Likert, yöneticiler üzerine yapmış olduğu araştırması sonucunda 4 tür yönetim sistemi olduğunu söylemiştir.

a. Sömürücü Otoriter Yönetim Sistemi: McGregor’un X Kuramı varsayımlarına benzemektedir. Bu sistem, yöneticileri çalışanlara sorun çözme için sınırlı imkan verirken, iş üzerinde sıkı bir kontrol uygulamaktadırlar. Bu tür yönetim, iletişime pek az yer vermektedir. Çalışanlar, korku ve ceza ile güdülenmektedirler. Bu yönetim anlayışında, örgütsel karar almada çalışanlara katılma hakkı tanınmamaktadır.

b. Yardımsever Otoriter Sistem: Yönetimde hâlâ hiyerarşik bir yönetsel kontrol mekanizmasıyla çalışan bir yönetim sistemini içermektedir. Ancak, burada çalışanlara bir miktar güven duyulmaktadır. Örgütsel amaçların saptanması üst yönetimce yapılmakla birlikte bazı konularda alt yönetim kademelerinden de görüş alınmaktadır. Bu sistemde, iletişim daha fazladır.

c. Danışmacı Yönetim Sistemi: Yönetim çalışanlardan gelen her türlü girdiye açıktır. Önemli kararlar üst yönetimde alınmakla birlikte, çalışanların katılımı oldukça yüksektir. İletişim çift yönlü olarak hem aşağıdan yukarıya hem de yukarıdan aşağıya işlemektedir.
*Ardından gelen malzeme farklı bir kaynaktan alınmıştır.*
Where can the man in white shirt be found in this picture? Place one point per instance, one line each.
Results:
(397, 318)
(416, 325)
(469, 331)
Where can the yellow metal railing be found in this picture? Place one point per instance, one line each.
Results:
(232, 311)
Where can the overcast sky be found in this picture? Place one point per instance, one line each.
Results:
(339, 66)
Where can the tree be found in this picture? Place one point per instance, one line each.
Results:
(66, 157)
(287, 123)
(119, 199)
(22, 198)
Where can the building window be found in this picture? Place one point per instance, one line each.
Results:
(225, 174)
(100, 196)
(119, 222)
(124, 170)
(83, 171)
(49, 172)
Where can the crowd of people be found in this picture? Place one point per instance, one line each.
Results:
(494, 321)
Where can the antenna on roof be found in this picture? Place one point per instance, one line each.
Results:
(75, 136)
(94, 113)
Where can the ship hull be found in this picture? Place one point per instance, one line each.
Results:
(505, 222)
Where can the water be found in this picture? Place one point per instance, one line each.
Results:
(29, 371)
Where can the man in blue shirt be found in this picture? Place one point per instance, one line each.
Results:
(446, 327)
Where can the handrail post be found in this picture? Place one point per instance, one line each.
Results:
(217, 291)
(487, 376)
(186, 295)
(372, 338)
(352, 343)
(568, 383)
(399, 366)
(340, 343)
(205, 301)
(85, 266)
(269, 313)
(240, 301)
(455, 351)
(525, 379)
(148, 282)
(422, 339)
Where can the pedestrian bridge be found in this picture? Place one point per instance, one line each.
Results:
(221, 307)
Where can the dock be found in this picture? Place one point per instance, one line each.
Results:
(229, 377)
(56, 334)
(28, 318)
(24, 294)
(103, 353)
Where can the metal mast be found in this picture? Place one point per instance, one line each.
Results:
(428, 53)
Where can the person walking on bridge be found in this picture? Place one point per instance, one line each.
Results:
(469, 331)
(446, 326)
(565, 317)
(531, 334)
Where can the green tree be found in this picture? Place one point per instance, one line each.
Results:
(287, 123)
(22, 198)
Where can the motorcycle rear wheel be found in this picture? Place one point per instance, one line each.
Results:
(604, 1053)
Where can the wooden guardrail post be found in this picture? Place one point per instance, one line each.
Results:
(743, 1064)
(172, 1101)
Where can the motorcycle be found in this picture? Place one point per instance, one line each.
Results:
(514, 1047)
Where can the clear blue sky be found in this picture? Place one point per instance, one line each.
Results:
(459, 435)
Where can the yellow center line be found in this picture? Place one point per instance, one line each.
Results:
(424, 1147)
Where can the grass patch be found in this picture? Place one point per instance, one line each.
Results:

d. Katılımcı Yönetim Sistemi: Likert’in en iyi örnek olarak ortaya koyduğu yönetim tarzını göstermektedir. Örgütte alınan kararlarla ilgili yönetim ve çalışanlar arasında tam bir güven bulunmaktadır. McGregor’un Y Kuramında en iyi örnek olarak gösterdiği yönetim modeline benzemektedir. Bu sistemde her çalışma grubunun üyesinin birden fazla grubun üyesi olması sayesinde diğer gruplara bağlandığı bir

kesişen grup yapısıyla çalışması önemlidir. Kesişen grup üyeleri bağlantı çivisi (linking pins) olarak tanımlanır. İletişim, yukarıdan aşağıya, aşağıdan yukarıya ve bunlara ek olarak yatay olarak da işlemektedir yani her yöne doğru bir iletişim bulunmaktadır (Kreps, 1989).

İnsan ilişkileri kuramı geleneksel örgüt yaklaşımının ilkeleri üzerine kurulmakla birlikte makine yerine insanı ön plana alarak örgüt çalışmalarına yeni bir boyut getirmiştir. Etkili iletişim, insan ilişkileri kuramının temelini oluşturmaktadır. Likert (1961), iletişimin örgütlerin işleyişi açısından oldukça önemli olduğunu vurgular. Yöneticilerin çalışanlara güvenmeleri ve çalışanların da işle ilgili görüşlerini yöneticileriyle tartışmaları insan ilişkileri yaklaşımıyla ilk kez öngörülmüştür. İnsan ilişkileri kuramında iletişimin yönü, yukarıdan aşağıya, aşağıdan yukarıya ve yatay olarak vurgulanmıştır. Çalışanların, örgüt yönetimine yaptıkları işle ilgili önerilerini, düşüncelerini ilettikleri aşağıdan yukarıya doğru iletişim son derece önemsenmiştir (Likert, 1961).

Sonuç olarak, klasik örgüt kuramları sadece biçimsel iletişim üzerinde odaklanırlarken, insan ilişkileri kuramı hem biçimsel hem de doğal iletişim üzerinde odaklanmaktadırlar.